La couleur de mon rouge à lèvres dans le reflet de la vitre du train a le souvenir de Cologne, de la petite combinaison verte ou bien rouge ou bleu ciel, je ne sais plus, que ma mère ou peut être Krista m’avait mise. j’étais maquillée en petit chat pour le carnaval, ça je m’en souviens. Les bonbons, les petits chocolats de glace, les mini bouteilles d’eau de Cologne 4711, mon premier parfum. La couleur de la terre d’hiver endormie entre Strasbourg et Sélestat a le souvenir des petits jours parisiens avec Maryem, les robes à falbalas de polyester fuchsia. les dimanches humides des villages de la forêt Noire, j’étais habillée en Pierrot, ma mère me maquillait, j’ai encore la sensation du blanc Chanel qu’elle étalait sur ma peau douce de petite fille. L’eau déborde, brune, de toutes les rivières, je suis passée par là casse. je suis à Sélestat.

L’or du Rhin /

Tu as coulé le long du Rhin, de la ville de ma naissance au village de ma rue. Petite pépite d’or roulant au gré des remous, regardant avec envie les bateliers, les meneurs de caravanes, mes ancêtres de la Hanse. River boy m’as tu dit. Tes cheveux qui ont les reflets d’Apollinaire caressent le creux de mes reins, frissonnants d’un avenir à venir.

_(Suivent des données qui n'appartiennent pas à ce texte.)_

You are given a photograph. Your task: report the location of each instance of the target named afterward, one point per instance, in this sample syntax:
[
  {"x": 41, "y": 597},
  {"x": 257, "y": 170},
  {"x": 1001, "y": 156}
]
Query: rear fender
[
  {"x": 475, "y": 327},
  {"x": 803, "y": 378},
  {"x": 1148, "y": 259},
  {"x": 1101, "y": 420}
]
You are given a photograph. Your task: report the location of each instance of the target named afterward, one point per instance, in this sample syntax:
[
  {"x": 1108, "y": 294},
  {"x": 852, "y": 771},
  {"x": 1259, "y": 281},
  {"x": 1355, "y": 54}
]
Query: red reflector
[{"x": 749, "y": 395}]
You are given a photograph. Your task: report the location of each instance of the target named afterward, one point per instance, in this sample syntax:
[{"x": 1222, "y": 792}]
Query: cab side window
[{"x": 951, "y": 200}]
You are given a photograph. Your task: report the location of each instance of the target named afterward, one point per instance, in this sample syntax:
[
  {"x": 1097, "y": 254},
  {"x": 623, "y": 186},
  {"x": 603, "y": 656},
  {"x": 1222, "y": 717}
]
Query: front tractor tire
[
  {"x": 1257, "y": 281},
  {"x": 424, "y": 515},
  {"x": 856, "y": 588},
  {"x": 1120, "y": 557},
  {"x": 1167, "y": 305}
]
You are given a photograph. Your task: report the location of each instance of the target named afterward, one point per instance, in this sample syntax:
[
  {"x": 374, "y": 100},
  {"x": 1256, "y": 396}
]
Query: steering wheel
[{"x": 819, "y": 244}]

Et du bout de ton pouce que tu as ébréché sur ta basse, voulant me caresser le ventre comme celui des chats en confiance, tu m’a griffé, arrachant un minuscule bout de peau, comme une piqure brulante. Et du petit dénivelé mat de ma chair, sourd une goutte de sang et il perle puis coagule, et une autre arrive. Et finalement je dois m’éloigner de toi, comme de tous les autres. Je rentre sous terre. Earthy girl t’avais-je répondu.